これまでは、このような設備改修コストについては、国が1/3、基礎自治体が2/3(起債措置あり)負担するルールであった。今回の政府発表は、この国の負担率を大きくする(もしくは全額負担する?)ものと見られているが、日本全国対象では巨大な金額になるはずであるので、どれだけ政府・自治体が負担できるものか、財源をどうするのか等、細部については今後注目していきたい。

課題2:運営コスト
さらに、エアコン運転のための夏期・冬期の電気料金が追加的に発生することは自明であり、将来的なメンテナンスコストや設備更新も必要となる。

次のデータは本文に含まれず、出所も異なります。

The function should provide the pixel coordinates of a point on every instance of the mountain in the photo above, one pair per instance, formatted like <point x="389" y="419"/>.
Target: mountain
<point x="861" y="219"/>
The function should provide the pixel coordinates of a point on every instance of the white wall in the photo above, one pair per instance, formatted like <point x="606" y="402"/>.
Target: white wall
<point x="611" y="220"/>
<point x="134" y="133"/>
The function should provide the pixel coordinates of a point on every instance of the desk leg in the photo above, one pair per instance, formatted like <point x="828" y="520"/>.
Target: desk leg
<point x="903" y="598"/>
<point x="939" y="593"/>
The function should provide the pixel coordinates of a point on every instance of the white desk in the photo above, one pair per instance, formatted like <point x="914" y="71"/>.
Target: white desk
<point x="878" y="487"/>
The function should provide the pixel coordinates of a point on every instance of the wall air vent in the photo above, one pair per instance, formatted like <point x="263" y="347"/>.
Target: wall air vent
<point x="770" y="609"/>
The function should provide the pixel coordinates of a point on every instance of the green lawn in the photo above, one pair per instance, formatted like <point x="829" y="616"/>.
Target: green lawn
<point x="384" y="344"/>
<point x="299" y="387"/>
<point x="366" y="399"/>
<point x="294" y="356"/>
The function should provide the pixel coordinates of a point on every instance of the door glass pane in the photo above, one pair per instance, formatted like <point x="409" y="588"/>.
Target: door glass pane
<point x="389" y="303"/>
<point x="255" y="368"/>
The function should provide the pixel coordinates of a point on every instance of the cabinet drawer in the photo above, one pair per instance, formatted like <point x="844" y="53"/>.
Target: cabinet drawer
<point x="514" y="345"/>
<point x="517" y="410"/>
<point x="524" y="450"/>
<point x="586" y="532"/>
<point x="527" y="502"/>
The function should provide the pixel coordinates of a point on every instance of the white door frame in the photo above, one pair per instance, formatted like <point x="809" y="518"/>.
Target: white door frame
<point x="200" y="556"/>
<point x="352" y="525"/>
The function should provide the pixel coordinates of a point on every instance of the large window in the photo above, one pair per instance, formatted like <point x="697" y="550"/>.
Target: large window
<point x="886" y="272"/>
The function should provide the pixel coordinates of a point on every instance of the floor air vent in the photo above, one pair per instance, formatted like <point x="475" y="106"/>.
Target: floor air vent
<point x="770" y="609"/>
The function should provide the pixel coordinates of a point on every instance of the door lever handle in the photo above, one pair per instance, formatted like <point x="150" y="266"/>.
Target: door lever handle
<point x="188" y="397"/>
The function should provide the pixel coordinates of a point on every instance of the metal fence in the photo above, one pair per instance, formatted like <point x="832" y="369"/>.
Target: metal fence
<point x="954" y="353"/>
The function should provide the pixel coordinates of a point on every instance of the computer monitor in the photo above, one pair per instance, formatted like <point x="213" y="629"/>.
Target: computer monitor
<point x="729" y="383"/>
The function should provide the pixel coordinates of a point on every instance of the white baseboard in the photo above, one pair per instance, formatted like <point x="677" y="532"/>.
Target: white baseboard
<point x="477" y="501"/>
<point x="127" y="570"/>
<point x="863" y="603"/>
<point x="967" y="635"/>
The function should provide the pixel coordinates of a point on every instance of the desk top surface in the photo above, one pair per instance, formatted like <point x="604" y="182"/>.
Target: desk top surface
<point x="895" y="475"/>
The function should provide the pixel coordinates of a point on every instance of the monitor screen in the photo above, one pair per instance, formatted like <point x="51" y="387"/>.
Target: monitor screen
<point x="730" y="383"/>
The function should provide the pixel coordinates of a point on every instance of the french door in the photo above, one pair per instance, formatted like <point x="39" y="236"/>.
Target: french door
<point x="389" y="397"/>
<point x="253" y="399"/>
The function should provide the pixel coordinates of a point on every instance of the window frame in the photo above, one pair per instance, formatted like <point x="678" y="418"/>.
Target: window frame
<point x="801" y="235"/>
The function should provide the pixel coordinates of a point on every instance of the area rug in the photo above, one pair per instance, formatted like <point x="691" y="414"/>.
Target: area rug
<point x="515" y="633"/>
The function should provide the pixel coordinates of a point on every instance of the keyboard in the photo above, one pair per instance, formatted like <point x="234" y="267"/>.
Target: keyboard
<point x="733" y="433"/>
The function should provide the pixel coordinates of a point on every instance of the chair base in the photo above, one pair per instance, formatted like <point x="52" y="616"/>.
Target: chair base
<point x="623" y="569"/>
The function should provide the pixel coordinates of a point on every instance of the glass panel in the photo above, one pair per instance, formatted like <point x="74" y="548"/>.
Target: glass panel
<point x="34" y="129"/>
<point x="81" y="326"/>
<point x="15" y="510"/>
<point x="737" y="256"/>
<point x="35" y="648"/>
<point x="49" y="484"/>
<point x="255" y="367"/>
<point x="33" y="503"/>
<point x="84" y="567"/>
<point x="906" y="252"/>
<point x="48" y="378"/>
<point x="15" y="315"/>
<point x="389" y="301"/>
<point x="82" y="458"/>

現在は、公立小中学校の電気ガス水道等の運営経費は、基礎自治体の負担となっているが、それが大幅に増加(ヒアリングによると夏期電気代が4割程度増とのこと)することとなり、設置後、毎年の財政を圧迫していく。これが自治体経営の将来の自由度を狭めていくことは明らかである。

課題3:設置時期
マスコミによれば、「来年夏までに全ての公立小中学校にクーラーを設置」との報道であるが、そのスケジュール感があまりに現実的でない。理由のひとつは上記のような巨大な予算を単年度の補正予算で組むほどの財源は見当たらないこと。現実的には、政府は平成30年度の補正予算で全体の一部を措置し、翌年度以降に大なたを振るって新規に財源確保することになるであろう。そしてその財源で複数年度の教育予算を増額していくことになろう。もう二つ目は、工事業者の手配だ。学校の設備設計は、大規模で工事数が少なく、また複雑なことから、一定の規模を持つ工事業者に設備の設計・施工が求められる。そういった工事業者は市内に限られること、また一年間ですべての小中学校100校あまりに施工することは、技術的・人工的な観点からも困難である。したがって、全校へのクーラー設置完了は少なくとも平成32年度以降になると個人的には感じている。

結論:
全ての小中学校にクーラー設置するという方針は、大きく賛同する。個人的は、日本を将来を背負う人財育成のため、ここに投資しないで何に日本の予算を投じるのかとさえ思う。一方、クーラー設置だけが教育環境の整備ではないはず。人財育成のため全体として何に投資配分していくのか、それで本当に日本・自治体が持続的な成長を遂げることができるのかという長期的・俯瞰的な視点が必要だと思う。「暑いから今すぐにでもクーラーがあれば良いね」、という近視眼的に飛びつく発想は危険であろう。